Lee, F.K. et al. eLife 10, e67858 (2021)

Optogenetics is a technique that uses light to dynamically perturb the function of light-sensitive protein effectors (often rhodopsin-containing molecules) that are genetically expressed in the cells or tissues of interest. Optogenetic effectors, combined with cell lineage specific promoters, enable the experimental manipulation of discrete cell populations through optical activation of membrane channels or secondary messengers. Genetically encoded optical sensors are a different type of optogenetic tools that can be used to monitor cell activity: optogenetic sensors include genetically-engineered fluorescent calcium indicators (GECIs) that increase their fluorescence upon binding to Ca2+, a key signaling ion involved in different cell functions, including heart and blood vessels contraction. By allowing precise spatiotemporal control and monitoring over intracellular signalling processes in vivo, optogenetic tools can provide valuable insights into biological processes.

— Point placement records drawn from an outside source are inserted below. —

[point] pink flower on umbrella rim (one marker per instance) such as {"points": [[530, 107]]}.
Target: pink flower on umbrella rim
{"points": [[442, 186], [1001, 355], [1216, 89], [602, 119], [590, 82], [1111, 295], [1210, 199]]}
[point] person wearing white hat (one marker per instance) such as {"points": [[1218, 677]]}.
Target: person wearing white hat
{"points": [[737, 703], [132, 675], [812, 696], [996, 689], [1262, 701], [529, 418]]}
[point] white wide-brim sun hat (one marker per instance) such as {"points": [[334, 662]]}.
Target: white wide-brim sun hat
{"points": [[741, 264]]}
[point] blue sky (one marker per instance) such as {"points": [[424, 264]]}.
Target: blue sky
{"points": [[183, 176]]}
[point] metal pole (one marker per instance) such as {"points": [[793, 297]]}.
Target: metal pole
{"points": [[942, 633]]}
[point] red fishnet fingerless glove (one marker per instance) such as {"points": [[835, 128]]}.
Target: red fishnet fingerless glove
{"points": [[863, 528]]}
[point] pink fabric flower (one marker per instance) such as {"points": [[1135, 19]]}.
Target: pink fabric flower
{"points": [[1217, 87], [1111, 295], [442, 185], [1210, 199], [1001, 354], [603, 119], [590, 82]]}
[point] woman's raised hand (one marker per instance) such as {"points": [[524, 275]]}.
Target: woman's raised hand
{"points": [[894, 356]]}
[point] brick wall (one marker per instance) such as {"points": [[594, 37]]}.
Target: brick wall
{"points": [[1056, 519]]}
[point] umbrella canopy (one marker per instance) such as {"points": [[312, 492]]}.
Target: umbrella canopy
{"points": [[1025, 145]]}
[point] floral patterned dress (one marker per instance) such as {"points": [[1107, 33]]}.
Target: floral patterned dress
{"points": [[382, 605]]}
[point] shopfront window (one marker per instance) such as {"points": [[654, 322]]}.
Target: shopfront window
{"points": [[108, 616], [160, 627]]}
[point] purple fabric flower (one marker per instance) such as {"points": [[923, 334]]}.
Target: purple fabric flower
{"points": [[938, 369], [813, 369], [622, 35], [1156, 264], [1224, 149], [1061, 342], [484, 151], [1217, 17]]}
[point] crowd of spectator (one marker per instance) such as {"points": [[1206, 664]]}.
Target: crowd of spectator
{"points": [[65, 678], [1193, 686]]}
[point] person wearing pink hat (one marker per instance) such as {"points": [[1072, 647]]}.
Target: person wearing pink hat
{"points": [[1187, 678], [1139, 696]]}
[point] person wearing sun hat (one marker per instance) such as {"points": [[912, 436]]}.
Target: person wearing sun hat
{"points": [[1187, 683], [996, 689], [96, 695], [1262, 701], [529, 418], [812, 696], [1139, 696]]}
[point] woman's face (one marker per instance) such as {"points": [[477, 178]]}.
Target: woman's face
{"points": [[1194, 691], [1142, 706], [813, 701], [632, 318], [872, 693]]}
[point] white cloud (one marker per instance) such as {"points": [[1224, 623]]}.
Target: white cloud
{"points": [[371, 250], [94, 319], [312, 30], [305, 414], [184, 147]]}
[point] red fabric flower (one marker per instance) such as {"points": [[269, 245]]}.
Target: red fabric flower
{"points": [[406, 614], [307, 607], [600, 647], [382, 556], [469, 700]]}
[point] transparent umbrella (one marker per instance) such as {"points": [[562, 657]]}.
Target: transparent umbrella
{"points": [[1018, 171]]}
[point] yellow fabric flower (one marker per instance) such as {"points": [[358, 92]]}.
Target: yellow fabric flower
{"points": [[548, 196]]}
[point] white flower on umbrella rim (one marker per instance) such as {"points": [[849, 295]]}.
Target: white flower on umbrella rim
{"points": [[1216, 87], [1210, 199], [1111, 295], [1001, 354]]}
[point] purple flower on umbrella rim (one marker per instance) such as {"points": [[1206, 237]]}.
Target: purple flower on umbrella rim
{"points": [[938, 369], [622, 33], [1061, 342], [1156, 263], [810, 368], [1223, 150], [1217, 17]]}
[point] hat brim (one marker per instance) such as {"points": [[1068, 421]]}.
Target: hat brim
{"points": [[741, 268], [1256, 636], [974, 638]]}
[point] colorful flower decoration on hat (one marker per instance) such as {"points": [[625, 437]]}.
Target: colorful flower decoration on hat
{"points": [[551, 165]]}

In a new study, Frank K. Lee and colleagues report the development of the CHROMus (The Cornell/National Heart Lung Blood Resource for Optogenetic Mouse Signaling), a new mammalian optogenetic toolbox for cardiovascular research. The toolbox consists of multiple, optically-compatible effector/sensor optogenetic mouse lines designed for combinatorial experiments within the cardiovascular system. Specifically, they generated 21 lines of optogenetic sensor and effector mice, in which the transgenes were selectively expressed in cardiac pacemaker cells, cardiomyocytes, endothelial cells, smooth muscle cells, alveolar epithelial cell, lymphocytes and glial cells mainly, under cell-specific promoters. The optogenetic effectors selected were the rhodopsin/adrenergic receptor fusion proteins optoα1AR, optoß2AR, and protein CatCh2. Light activation of these molecules in the different cardiac cells resulted in increased levels of inositol trisphosphate receptor (InsP3) and cAMP secondary messenger pathways, and activation of Ca2+ membrane channel, respectively. The fluorescent GECI proteins, GCaMP and RCaMP were derived from circularly permutated EGFP and RFP constructs for in vivo, real-time reporting of cellular Ca2+ signalling in the different cell types. The researchers demonstrated the lineage-specific expression and optical function of the different optogenetic effectors and sensors, and tested some of the new optogenetic mouse lines for combinatorial experiments. In the biallelic sinoatrial (SA) nodal CatCh2/cardiomyocyte-GCaMP8 mouse, activation of the CatCh2 protein expressed in SA nodal pacemaker cells triggered cardiac conduction, as monitored by GCaMP8 fluorescence in ventricular myocytes.

The derivation of these new optogenetic sensor/effector mouse lines will help to elucidate clinically-relevant, physiological and pathological molecular and cellular interactions in the cardiovascular system. Monoallelic lines can further be crossed with mouse models of cardiovascular diseases to investigate disease pathophysiology.